What are the real analytic functions $f\colon (-\frac{1}{2},\frac{1}{2}) \to \mathbb{C}$ that satisfy the following functional equation, and how are they derived? $$f(2x)=f(x-\frac{1}{4})+f(x+\frac{1}{4})\quad\text{for }x \in (-\frac{1}{4},\frac{1}{4})$$
I think this could be interesting because in addition to the obvious solutions $f(x)=zx$, this is also satisfied by $f(x)=\ln (2\cos(\pi x))$.

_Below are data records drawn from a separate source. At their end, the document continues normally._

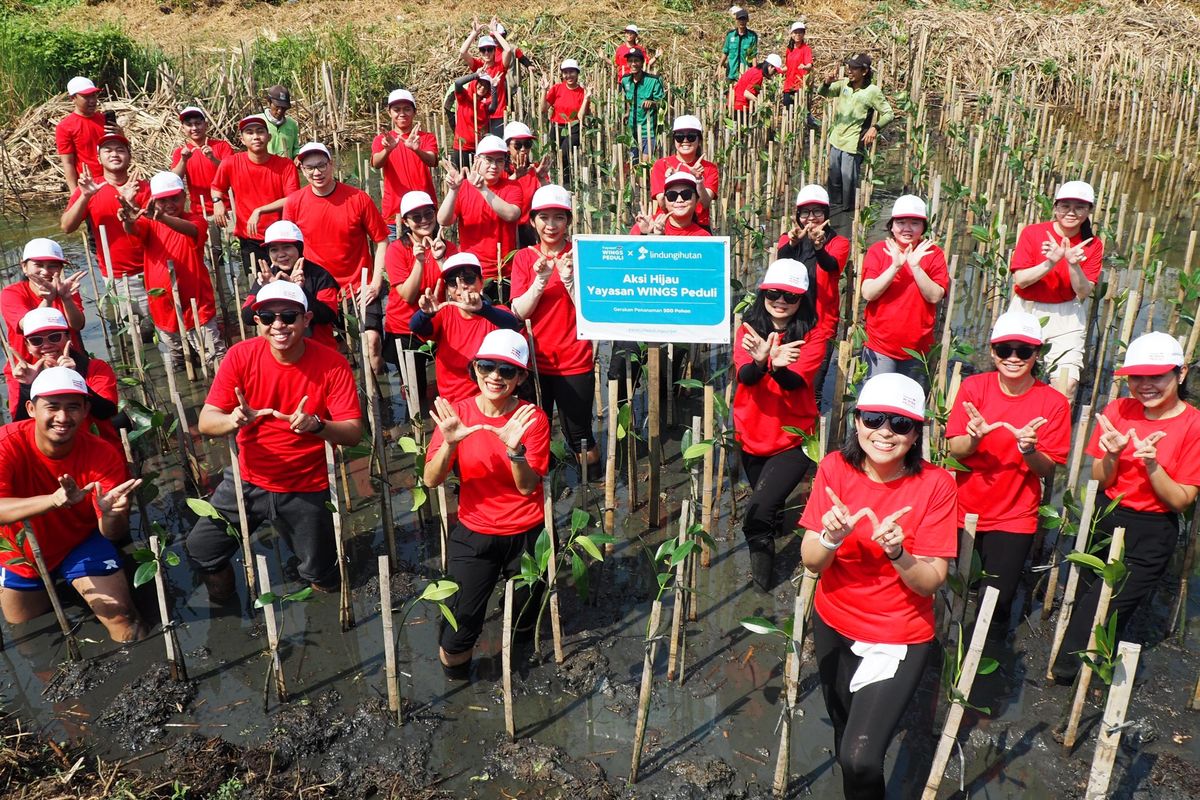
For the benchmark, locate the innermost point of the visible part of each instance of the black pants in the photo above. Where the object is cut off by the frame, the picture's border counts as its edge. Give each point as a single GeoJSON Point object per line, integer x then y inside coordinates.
{"type": "Point", "coordinates": [1150, 541]}
{"type": "Point", "coordinates": [1002, 555]}
{"type": "Point", "coordinates": [475, 563]}
{"type": "Point", "coordinates": [773, 480]}
{"type": "Point", "coordinates": [867, 720]}
{"type": "Point", "coordinates": [574, 396]}
{"type": "Point", "coordinates": [301, 518]}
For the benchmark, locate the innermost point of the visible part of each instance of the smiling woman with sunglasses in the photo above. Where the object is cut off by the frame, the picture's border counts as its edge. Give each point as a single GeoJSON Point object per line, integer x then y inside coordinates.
{"type": "Point", "coordinates": [1009, 429]}
{"type": "Point", "coordinates": [499, 447]}
{"type": "Point", "coordinates": [880, 530]}
{"type": "Point", "coordinates": [772, 394]}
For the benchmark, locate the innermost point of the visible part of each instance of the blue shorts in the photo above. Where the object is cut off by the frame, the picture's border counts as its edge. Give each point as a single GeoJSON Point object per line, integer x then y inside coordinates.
{"type": "Point", "coordinates": [91, 558]}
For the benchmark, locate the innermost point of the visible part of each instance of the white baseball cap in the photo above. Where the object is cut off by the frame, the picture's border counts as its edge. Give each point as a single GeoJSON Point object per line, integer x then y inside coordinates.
{"type": "Point", "coordinates": [58, 380]}
{"type": "Point", "coordinates": [43, 318]}
{"type": "Point", "coordinates": [413, 200]}
{"type": "Point", "coordinates": [551, 197]}
{"type": "Point", "coordinates": [813, 194]}
{"type": "Point", "coordinates": [893, 394]}
{"type": "Point", "coordinates": [909, 206]}
{"type": "Point", "coordinates": [1075, 191]}
{"type": "Point", "coordinates": [42, 250]}
{"type": "Point", "coordinates": [81, 85]}
{"type": "Point", "coordinates": [1018, 325]}
{"type": "Point", "coordinates": [786, 274]}
{"type": "Point", "coordinates": [401, 96]}
{"type": "Point", "coordinates": [281, 290]}
{"type": "Point", "coordinates": [1152, 354]}
{"type": "Point", "coordinates": [285, 232]}
{"type": "Point", "coordinates": [505, 346]}
{"type": "Point", "coordinates": [165, 185]}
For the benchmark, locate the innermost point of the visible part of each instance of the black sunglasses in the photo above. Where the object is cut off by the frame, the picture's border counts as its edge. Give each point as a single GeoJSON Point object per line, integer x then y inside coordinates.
{"type": "Point", "coordinates": [899, 423]}
{"type": "Point", "coordinates": [486, 366]}
{"type": "Point", "coordinates": [1006, 350]}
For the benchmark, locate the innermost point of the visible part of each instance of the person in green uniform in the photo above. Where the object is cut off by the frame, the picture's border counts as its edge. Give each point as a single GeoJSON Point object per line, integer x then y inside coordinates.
{"type": "Point", "coordinates": [859, 112]}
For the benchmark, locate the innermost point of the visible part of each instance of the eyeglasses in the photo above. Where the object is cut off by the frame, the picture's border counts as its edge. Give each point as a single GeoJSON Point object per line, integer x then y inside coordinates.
{"type": "Point", "coordinates": [899, 423]}
{"type": "Point", "coordinates": [1006, 350]}
{"type": "Point", "coordinates": [486, 366]}
{"type": "Point", "coordinates": [779, 294]}
{"type": "Point", "coordinates": [286, 317]}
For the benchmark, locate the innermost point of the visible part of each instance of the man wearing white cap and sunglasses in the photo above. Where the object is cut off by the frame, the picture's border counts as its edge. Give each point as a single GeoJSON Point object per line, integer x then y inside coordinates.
{"type": "Point", "coordinates": [72, 489]}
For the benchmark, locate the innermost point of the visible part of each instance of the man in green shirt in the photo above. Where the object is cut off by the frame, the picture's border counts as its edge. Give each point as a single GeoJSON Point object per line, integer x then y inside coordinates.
{"type": "Point", "coordinates": [283, 130]}
{"type": "Point", "coordinates": [859, 112]}
{"type": "Point", "coordinates": [643, 95]}
{"type": "Point", "coordinates": [741, 48]}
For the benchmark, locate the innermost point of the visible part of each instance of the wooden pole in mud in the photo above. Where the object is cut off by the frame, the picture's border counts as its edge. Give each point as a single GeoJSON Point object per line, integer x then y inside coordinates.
{"type": "Point", "coordinates": [966, 679]}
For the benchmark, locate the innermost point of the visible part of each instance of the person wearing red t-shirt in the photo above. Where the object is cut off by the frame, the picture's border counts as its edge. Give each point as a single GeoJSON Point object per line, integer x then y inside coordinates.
{"type": "Point", "coordinates": [175, 272]}
{"type": "Point", "coordinates": [285, 246]}
{"type": "Point", "coordinates": [486, 204]}
{"type": "Point", "coordinates": [459, 323]}
{"type": "Point", "coordinates": [688, 132]}
{"type": "Point", "coordinates": [880, 531]}
{"type": "Point", "coordinates": [406, 154]}
{"type": "Point", "coordinates": [1009, 429]}
{"type": "Point", "coordinates": [1146, 451]}
{"type": "Point", "coordinates": [257, 180]}
{"type": "Point", "coordinates": [1055, 268]}
{"type": "Point", "coordinates": [814, 242]}
{"type": "Point", "coordinates": [499, 447]}
{"type": "Point", "coordinates": [285, 396]}
{"type": "Point", "coordinates": [904, 278]}
{"type": "Point", "coordinates": [773, 395]}
{"type": "Point", "coordinates": [544, 293]}
{"type": "Point", "coordinates": [70, 487]}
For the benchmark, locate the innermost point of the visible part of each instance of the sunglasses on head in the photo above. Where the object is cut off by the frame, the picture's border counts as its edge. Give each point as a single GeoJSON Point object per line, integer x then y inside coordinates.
{"type": "Point", "coordinates": [486, 366]}
{"type": "Point", "coordinates": [899, 423]}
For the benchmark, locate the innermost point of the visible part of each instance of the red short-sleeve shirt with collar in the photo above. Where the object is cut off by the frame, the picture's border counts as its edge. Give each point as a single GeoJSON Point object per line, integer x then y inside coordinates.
{"type": "Point", "coordinates": [1179, 452]}
{"type": "Point", "coordinates": [255, 186]}
{"type": "Point", "coordinates": [558, 348]}
{"type": "Point", "coordinates": [25, 471]}
{"type": "Point", "coordinates": [1000, 486]}
{"type": "Point", "coordinates": [489, 500]}
{"type": "Point", "coordinates": [861, 595]}
{"type": "Point", "coordinates": [901, 317]}
{"type": "Point", "coordinates": [339, 229]}
{"type": "Point", "coordinates": [403, 172]}
{"type": "Point", "coordinates": [1055, 286]}
{"type": "Point", "coordinates": [270, 455]}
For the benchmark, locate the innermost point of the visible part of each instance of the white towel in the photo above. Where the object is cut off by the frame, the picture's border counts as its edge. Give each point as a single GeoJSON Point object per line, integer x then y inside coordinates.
{"type": "Point", "coordinates": [880, 662]}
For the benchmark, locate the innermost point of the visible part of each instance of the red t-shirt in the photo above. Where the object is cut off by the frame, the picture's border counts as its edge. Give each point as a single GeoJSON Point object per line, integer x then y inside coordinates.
{"type": "Point", "coordinates": [1179, 452]}
{"type": "Point", "coordinates": [125, 250]}
{"type": "Point", "coordinates": [255, 186]}
{"type": "Point", "coordinates": [901, 317]}
{"type": "Point", "coordinates": [271, 457]}
{"type": "Point", "coordinates": [403, 172]}
{"type": "Point", "coordinates": [489, 500]}
{"type": "Point", "coordinates": [564, 102]}
{"type": "Point", "coordinates": [762, 409]}
{"type": "Point", "coordinates": [712, 180]}
{"type": "Point", "coordinates": [859, 594]}
{"type": "Point", "coordinates": [79, 136]}
{"type": "Point", "coordinates": [1055, 284]}
{"type": "Point", "coordinates": [480, 230]}
{"type": "Point", "coordinates": [400, 265]}
{"type": "Point", "coordinates": [339, 229]}
{"type": "Point", "coordinates": [557, 344]}
{"type": "Point", "coordinates": [25, 471]}
{"type": "Point", "coordinates": [1001, 487]}
{"type": "Point", "coordinates": [201, 170]}
{"type": "Point", "coordinates": [162, 244]}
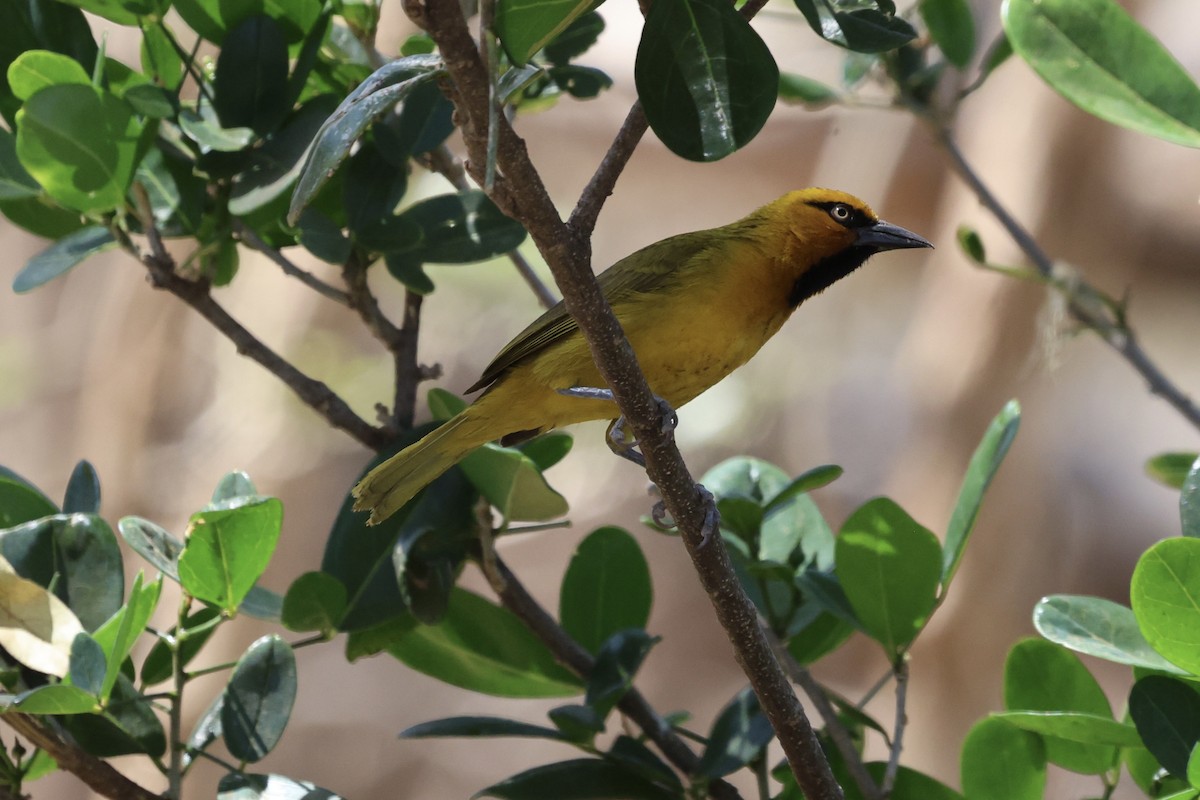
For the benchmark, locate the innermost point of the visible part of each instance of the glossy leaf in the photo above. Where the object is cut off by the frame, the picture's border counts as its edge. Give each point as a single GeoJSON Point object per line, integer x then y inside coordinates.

Note: The question of which continuous functions satisfy this property has been answered (and for $f \in \mathcal{C}^n$ see the comments to the answers there); however, the restriction on functions in that case is rather weak, and it is not at all clear to me how to characterize the real analytic solutions of this fuctional equation.
case 1. $f'$ extends continuously to $[-1/2,1/2]$ (or, more generally, $f'$ is Riemann integrable on $[-1/2,1/2]$).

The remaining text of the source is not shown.